Does anybody know which Podocarpus this is? Or is Podocarpus one of those species with so many cultivars that it's not worth identifying? Or am I mistaken in assuming this is a Podocarpus at all? I've been unable to match this Podocarpus species with any online pics so far.
This tree has been in fruit the last several days in January/winter around San Diego, though I don't recall ever seeing that type of fruit on a Podocarpus before. The fruit is yellowish, about the size of olives except spherical, and comes in clusters. The trees with fruit often appear in the same row as trees without fruit, so maybe the tree has different sexes. I've seen these trees planted in rows along both residential streets and business streets around San Diego and La Mesa in Southern California.
Thanks, Darwiniensis and Resin. That must be the one: very close match on those photos.
I tried to find out if the fruit is edible. Apparently most Podocarpus are "edible" but "slightly toxic", which is weird...
The red, purple or bluish fleshy fruit of most species of Podocarpus are edible, raw or cooked into jams or pies, and they have a mucilaginous texture with a slightly sweet flavor. However, the fruit are slightly toxic and should therefore be eaten sparingly, especially when eaten raw.
Try tasting one or two. Remember though this is an Afrocarpus, not a Podocarpus (same family, different genus). Unlike Podocarpus where the seed is outside the fleshy part, in Afrocarpus, the seed is enclosed inside the flesh. I've never heard of any of the Podocarpaceae having toxic 'cone' pulp before, but the seeds may be toxic, so don't swallow them.
Would you be able to collect a few? I'd be interested in some if possible ;-)
Yes, I'd be happy to ship some fresh California Afrocarpus to you in England. E-mail me here. Until I can find specific info on that particular species, though, I'm going to be afraid to taste the fruit.

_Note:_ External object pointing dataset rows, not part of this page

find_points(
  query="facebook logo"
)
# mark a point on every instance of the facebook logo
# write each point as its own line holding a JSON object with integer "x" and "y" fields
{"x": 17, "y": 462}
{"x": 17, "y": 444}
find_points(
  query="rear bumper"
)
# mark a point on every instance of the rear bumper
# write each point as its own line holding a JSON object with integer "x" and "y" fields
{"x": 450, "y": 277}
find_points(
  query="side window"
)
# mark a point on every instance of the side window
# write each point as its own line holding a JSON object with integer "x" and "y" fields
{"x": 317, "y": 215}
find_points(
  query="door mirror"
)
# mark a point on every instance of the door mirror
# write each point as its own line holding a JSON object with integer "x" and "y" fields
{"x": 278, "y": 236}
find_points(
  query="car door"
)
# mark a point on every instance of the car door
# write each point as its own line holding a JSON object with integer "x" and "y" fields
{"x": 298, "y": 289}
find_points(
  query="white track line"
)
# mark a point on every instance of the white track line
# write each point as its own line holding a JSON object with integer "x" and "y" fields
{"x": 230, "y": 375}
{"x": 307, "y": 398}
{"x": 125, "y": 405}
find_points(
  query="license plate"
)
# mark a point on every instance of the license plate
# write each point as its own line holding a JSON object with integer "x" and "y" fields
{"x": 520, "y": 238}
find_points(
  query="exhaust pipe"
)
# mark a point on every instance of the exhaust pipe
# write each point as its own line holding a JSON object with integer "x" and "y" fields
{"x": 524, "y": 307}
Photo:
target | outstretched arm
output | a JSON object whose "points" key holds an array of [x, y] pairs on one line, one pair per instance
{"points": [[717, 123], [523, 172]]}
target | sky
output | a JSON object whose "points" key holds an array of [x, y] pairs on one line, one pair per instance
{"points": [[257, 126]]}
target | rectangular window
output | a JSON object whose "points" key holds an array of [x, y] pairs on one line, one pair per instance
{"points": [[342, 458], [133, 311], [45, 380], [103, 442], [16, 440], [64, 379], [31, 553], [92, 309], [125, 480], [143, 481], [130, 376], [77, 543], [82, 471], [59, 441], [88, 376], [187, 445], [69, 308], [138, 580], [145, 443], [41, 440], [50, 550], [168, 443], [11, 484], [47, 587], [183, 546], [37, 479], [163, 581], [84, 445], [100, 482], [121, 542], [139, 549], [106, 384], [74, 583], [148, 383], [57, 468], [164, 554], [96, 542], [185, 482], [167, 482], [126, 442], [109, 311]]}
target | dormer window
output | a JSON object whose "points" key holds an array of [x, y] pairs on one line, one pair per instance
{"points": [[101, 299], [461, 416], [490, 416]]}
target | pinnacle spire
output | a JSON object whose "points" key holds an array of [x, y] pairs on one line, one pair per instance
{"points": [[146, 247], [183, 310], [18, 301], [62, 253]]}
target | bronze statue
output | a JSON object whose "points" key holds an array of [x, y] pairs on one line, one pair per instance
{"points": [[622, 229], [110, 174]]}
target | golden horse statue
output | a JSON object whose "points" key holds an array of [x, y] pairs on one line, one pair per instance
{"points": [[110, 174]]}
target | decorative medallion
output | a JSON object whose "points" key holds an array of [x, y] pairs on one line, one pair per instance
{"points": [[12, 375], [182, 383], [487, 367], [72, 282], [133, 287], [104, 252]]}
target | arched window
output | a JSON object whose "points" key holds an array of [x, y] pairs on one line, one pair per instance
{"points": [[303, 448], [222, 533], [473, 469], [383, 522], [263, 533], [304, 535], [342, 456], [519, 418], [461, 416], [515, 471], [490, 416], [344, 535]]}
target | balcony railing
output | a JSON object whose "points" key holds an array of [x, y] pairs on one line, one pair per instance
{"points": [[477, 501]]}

If you want, you can be the first in this forum to taste them and to report back the results... if you don't need to make a one-way hospital visit first, of course.
Thanks again for your help, and let me know by e-mail the quantity, size, packaging, etc. you want.
i "think" i collected some of these fruits and cuttings while down in Newport beach and i did taste the fruit.. it is slightly sweet, but mostly its astringent like a persimmon that is not ripe... i can see how it could be cooked down or made into a preserve or jelly. The taste is semi reminiscent of a date, banana and a persimmon all rolled into one. Are the seeds inside bumpy and round?
Quoting:I see you are a cautious man when it comes to potentially toxic pulp... but not slime.
It's nice that people remember me on this forum for tasting those slimy manjack fruits, but there's a big difference between repulsive fruit and toxic fruit.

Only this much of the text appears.